Correlations sliced by time

Here we look at Spearman (rank) correlations between our signals and COVID-19 case incidence rates, sliced by time. That is, for each day, we compute the correlation between each signal and COVID-19 case incidence rates, over all
counties (with at least 500 cumulative cases).

# Consider only counties with at least 500 cumulative cases
case_num = 500
geo_values = covidcast_signal("usa-facts", "confirmed_cumulative_num",
                              max(df_cases$time_value), 
                              max(df_cases$time_value)) %>%
  filter(value >= case_num) %>% pull(geo_value)

df_cor = vector("list", length(signals))
for (i in 1:length(signals)) {
  df_cor[[i]] = covidcast_cor(df_signals[[i]] %>% 
                                filter(geo_value %in% geo_values), 
                              df_cases %>% 
                                filter(geo_value %in% geo_values), 
                              by = "time_value", method = "spearman")
  df_cor[[i]]$signal = names[i]
}
df = do.call(rbind, df_cor)

ggplot(df, aes(x = time_value, y = value)) +
  geom_line(aes(color = signal)) +
  guides(color = guide_legend(nrow = 2)) +
  labs(title = "Correlation between signals and case rates",
       subtitle = sprintf("Over all counties with at least %i cumulative cases",
                          case_num), x = "Date", y = "Correlation") +
  theme(legend.position = "bottom", legend.title = element_blank())

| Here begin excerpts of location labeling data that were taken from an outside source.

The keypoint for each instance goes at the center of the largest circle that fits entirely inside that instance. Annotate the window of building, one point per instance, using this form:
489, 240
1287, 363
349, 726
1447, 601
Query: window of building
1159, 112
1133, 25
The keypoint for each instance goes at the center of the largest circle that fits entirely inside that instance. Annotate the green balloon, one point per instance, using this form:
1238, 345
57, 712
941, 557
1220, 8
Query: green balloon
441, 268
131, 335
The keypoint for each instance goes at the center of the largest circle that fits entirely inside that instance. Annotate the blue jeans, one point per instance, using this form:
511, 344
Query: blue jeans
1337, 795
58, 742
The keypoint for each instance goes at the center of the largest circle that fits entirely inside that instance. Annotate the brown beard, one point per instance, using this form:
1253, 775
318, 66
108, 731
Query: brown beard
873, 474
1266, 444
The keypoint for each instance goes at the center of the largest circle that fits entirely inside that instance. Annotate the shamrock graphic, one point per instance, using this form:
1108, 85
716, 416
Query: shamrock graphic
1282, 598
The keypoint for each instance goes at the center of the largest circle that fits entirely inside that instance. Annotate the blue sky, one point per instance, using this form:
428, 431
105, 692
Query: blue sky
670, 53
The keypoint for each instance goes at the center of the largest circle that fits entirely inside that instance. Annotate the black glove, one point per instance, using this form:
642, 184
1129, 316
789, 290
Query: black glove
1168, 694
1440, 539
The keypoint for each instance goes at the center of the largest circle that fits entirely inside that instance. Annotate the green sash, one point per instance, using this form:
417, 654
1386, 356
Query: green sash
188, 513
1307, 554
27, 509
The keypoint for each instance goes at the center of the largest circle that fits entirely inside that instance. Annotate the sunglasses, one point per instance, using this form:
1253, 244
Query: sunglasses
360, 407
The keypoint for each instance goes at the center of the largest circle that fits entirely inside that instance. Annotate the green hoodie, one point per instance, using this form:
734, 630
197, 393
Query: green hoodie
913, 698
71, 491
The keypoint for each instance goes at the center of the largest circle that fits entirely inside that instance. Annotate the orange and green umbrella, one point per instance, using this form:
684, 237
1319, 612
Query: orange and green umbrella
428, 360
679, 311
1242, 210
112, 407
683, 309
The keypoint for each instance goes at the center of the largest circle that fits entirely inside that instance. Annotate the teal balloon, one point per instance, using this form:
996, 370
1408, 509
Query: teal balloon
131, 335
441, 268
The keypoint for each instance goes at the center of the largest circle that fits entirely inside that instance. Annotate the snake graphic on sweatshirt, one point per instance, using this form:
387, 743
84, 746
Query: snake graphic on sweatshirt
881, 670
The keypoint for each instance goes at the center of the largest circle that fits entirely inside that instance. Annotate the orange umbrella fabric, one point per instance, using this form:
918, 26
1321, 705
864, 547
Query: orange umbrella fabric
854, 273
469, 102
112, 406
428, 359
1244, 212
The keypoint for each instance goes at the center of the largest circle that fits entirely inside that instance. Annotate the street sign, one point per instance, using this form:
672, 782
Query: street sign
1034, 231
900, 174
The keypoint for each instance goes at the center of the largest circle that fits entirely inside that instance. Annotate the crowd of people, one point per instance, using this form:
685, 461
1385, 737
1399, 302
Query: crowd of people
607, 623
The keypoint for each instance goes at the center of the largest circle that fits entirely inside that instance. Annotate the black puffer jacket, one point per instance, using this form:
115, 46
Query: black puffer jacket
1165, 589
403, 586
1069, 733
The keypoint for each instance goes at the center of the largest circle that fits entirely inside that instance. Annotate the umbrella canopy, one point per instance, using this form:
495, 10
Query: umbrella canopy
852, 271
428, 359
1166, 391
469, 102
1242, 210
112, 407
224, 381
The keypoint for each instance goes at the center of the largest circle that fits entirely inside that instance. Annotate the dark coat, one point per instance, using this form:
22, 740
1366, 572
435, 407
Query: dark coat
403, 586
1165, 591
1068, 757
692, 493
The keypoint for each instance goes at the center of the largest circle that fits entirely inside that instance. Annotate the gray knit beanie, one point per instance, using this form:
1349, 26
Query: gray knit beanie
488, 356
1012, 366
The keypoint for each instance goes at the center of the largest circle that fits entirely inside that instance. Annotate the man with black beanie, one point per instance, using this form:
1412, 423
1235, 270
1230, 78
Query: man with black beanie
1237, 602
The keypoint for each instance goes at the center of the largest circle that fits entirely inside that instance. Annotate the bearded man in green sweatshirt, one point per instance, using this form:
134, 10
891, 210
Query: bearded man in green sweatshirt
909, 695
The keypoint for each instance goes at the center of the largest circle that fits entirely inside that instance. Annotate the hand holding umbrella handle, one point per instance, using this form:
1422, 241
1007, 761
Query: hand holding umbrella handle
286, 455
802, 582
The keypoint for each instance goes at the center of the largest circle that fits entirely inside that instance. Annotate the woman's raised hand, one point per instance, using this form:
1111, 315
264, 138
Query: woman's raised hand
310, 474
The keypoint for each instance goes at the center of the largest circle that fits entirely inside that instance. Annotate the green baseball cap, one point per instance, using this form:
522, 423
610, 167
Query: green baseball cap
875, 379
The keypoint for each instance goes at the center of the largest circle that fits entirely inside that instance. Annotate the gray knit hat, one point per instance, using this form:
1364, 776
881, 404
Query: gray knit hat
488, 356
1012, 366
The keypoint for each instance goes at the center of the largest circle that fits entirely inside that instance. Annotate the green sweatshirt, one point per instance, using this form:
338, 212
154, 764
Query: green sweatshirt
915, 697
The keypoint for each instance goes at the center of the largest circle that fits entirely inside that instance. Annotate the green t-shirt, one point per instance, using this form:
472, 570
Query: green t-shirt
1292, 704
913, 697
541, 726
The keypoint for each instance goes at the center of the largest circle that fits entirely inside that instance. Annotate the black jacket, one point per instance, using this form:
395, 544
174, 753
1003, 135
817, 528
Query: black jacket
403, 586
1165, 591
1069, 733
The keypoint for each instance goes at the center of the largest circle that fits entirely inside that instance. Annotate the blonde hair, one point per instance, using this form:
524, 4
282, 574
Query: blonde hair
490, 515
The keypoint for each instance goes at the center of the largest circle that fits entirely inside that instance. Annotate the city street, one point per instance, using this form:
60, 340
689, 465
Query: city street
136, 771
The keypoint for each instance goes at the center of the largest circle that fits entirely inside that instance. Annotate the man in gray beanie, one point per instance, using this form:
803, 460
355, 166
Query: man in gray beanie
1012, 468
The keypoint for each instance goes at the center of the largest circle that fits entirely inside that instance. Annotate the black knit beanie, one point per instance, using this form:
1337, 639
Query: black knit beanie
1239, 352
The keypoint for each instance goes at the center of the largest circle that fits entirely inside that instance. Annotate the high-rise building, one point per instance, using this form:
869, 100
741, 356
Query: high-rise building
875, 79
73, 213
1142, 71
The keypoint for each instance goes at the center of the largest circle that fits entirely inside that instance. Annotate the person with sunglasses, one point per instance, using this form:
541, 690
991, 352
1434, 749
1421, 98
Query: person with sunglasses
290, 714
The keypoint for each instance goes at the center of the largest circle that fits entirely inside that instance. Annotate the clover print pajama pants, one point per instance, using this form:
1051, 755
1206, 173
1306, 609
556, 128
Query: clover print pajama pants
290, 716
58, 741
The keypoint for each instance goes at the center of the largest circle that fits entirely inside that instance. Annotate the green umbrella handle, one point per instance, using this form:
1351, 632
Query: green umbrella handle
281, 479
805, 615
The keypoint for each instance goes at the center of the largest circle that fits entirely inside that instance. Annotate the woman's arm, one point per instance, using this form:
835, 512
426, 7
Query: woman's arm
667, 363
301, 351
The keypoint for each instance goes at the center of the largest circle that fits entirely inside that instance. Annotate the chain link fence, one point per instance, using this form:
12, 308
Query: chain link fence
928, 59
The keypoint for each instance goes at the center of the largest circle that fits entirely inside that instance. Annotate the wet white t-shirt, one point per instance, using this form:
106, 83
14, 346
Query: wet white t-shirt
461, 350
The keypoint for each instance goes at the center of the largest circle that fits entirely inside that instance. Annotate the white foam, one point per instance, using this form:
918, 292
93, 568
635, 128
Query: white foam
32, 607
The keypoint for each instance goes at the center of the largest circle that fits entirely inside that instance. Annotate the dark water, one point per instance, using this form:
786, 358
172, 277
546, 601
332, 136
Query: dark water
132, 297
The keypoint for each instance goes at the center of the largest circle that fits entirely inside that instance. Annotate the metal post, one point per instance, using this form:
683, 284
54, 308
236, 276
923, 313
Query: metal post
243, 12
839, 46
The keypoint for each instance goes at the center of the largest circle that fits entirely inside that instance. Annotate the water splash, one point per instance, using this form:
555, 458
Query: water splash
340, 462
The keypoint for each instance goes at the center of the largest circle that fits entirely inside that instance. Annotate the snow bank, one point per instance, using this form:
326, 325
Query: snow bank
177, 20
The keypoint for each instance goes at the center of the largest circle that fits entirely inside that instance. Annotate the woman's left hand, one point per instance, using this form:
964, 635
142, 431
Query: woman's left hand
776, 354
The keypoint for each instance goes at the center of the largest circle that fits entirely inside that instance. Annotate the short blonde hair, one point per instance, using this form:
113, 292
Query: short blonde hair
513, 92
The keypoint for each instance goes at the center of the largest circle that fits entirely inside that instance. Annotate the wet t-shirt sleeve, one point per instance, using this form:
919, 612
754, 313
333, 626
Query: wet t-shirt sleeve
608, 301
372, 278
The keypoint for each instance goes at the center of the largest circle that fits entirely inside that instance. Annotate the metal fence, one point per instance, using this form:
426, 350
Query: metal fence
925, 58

Correlations sliced by county

Now we look at Spearman (rank) correlations between our signals and COVID-19 case incidence rates, sliced by county. That is, for each county (with at least 500 cumulative cases), we compute the correlation between each signal and COVID-19 case incidence rates, over all time.

df_cor = vector("list", length(signals))
for (i in 1:length(signals)) {
  df_cor[[i]] = covidcast_cor(df_signals[[i]] %>% 
                                filter(geo_value %in% geo_values), 
                              df_cases %>% 
                                filter(geo_value %in% geo_values), 
                              by = "geo_value", method = "spearman")
  df_cor[[i]]$signal = names[i]
}
df = do.call(rbind, df_cor)

ggplot(df, aes(value)) +
  geom_density(aes(color = signal, fill = signal), alpha = 0.4) +
  guides(color = guide_legend(nrow = 2)) +
  labs(title = "Correlation between signals and case rates",
       subtitle = sprintf("Over all counties with at least %i cumulative cases",
                          case_num), x = "Date", y = "Correlation") +
  theme(legend.position = "bottom", legend.title = element_blank())

We can also look at choropleth maps to get a geographic sense of the correlation distribution for each signal.

# Set some fields, then plot choropleth maps using covidcast functionality
for (i in 1:length(signals)) {
  df_cor[[i]]$time_value = start_day
  df_cor[[i]]$issue = start_day
  attributes(df_cor[[i]])$geo_type = "county"
  class(df_cor[[i]]) = c("covidcast_signal", "data.frame")
  
  print(plot(df_cor[[i]], range = c(-1, 1), choro_col = cm.colors(10),
             title = sprintf("Correlations for %s", names[i])))
}

Metro area analysis

Next, we’ll look at metro areas.

Getting data

We fetch various signals from our API, from April 15 through to the current day.

# Fetch the following sources and signals from the API 
sources = c("doctor-visits", "fb-survey", "fb-survey", "ght",
            "hospital-admissions", "indicator-combination")
signals = c("smoothed_adj_cli", "smoothed_cli", "smoothed_hh_cmnty_cli", 
            "smoothed_search", "smoothed_adj_covid19", 
            "nmf_day_doc_fbc_fbs_ght")
names = c("Doctor visits", "Facebook CLI", "Facebook CLI-in-community", 
          "Google trends", "Hospitalizations", "Combo indicator")

start_day = "2020-04-15"
end_day = NULL

df_signals = vector("list", length(signals))
for (i in 1:length(signals)) {
  df_signals[[i]] = covidcast_signal(sources[i], signals[i], start_day, end_day,
                                     geo_type = "msa")
}

# Fetch USAFacts confirmed case incidence proportion (smoothed with 7-day
# trailing average)
df_cases = covidcast_signal("usa-facts", "confirmed_7dav_incidence_prop",
                            start_day, end_day, geo_type = "msa")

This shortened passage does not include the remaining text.